TechBytes with Peter Lenz, Senior Geospatial Analyst, Dstillery

Peter Lenz Dstillery
Peter Lenz Dstillery

Peter Lenz
Senior Geospatial Analyst, Dstillery

Three things that rule real-time marketing today — location, location, and location. Geodata-based marketing tells you where to pitch your tent. Recently, Dstillery unveiled their Dscover Maps to serve the marketing and advertising industry better location data. We spoke to Dstillery’s Senior Geospatial Analyst, Peter Lenz, to understand how Geospatial Marketing Technology works and the impact it has on ROI.

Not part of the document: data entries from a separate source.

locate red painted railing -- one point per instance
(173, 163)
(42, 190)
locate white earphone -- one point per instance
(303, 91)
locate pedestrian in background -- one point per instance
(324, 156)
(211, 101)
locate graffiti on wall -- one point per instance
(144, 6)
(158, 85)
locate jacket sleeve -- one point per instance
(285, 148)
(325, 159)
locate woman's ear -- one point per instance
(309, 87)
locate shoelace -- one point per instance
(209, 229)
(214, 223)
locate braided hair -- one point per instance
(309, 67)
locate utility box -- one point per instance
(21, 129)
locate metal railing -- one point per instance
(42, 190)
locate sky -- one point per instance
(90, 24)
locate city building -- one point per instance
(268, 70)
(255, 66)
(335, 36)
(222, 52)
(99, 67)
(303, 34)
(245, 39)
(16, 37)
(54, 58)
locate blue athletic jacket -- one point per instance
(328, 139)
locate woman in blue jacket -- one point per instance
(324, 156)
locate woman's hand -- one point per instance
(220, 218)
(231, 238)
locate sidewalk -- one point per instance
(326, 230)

Tell us about your role at Dstillery and the team and technology you handle.

Dstillery is an applied data science company that serves the marketing and advertising industry. We build high-quality audiences that are highly conformant using about 160 billion data points every day.

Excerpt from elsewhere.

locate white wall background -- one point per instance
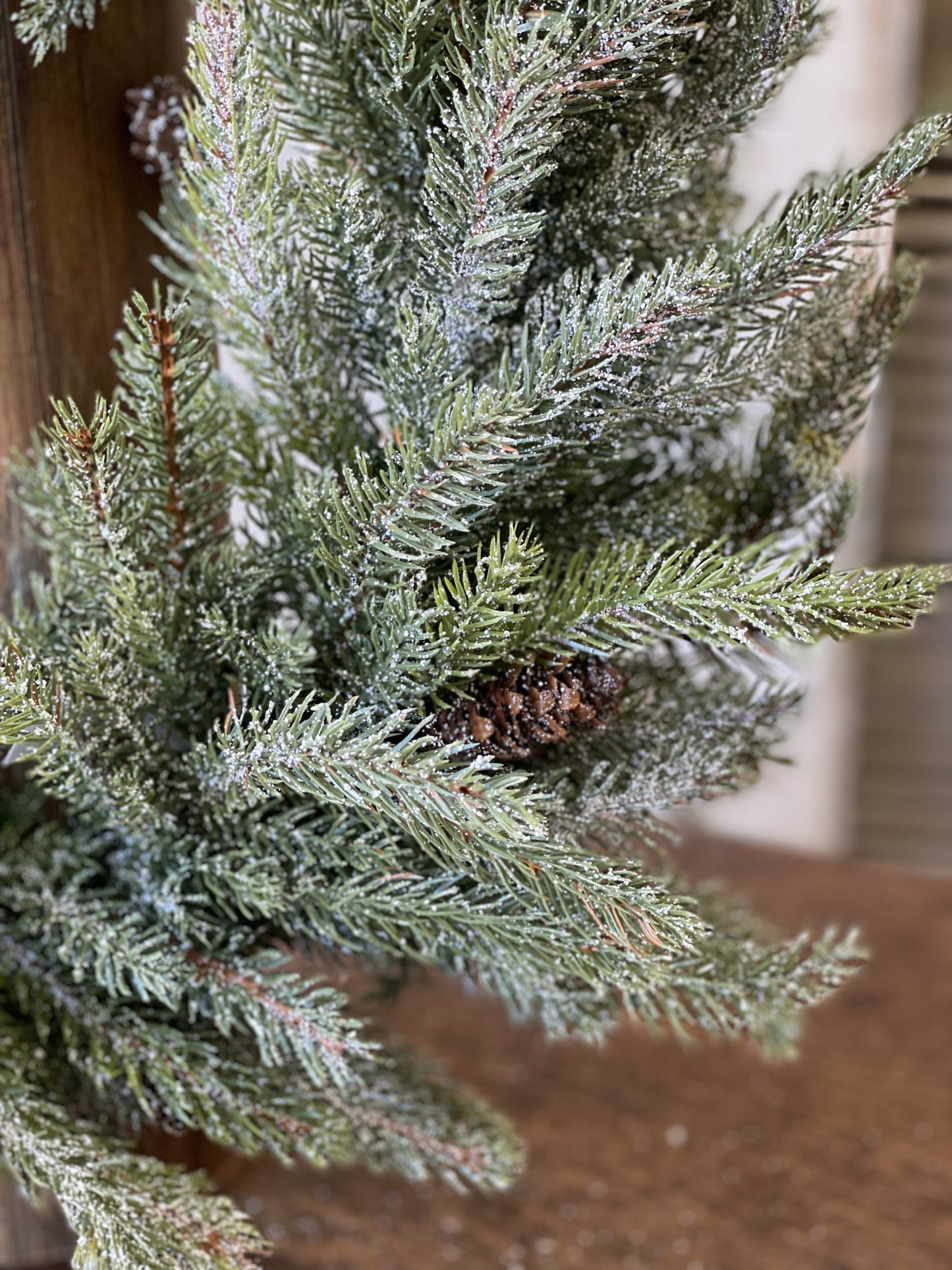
(839, 107)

As the Senior Geospatial Analyst, my focus is on location data. Of those 160 billion data points, a significant amount contain location data. Sometimes it’s really seemingly accurate, sometimes it’s just a state or a zip code, or sometimes it just tells us “this is in the United States.” We take that information, clean it, and then we add it into our system. We then take this location information, turn it into something our machining learning algorithms actually understand and add it to our data so a visit to a physical Walmart is exactly the same as visiting Walmart.com.

How does Dscover Maps benefit marketing teams?

A lot of marketers still don’t know what they’re doing with geomarketing. There are some out there that are very sophisticated and understand what they’re doing. But there are certainly a lot out there that think adding location data in and of itself is magical, and that is plainly not true.

Dscover Maps makes it a lot easier for marketers to understand this geodata. Dscover Maps is a Software as a Service geospatial insights tool that provides a detailed view into market composition by geography or location.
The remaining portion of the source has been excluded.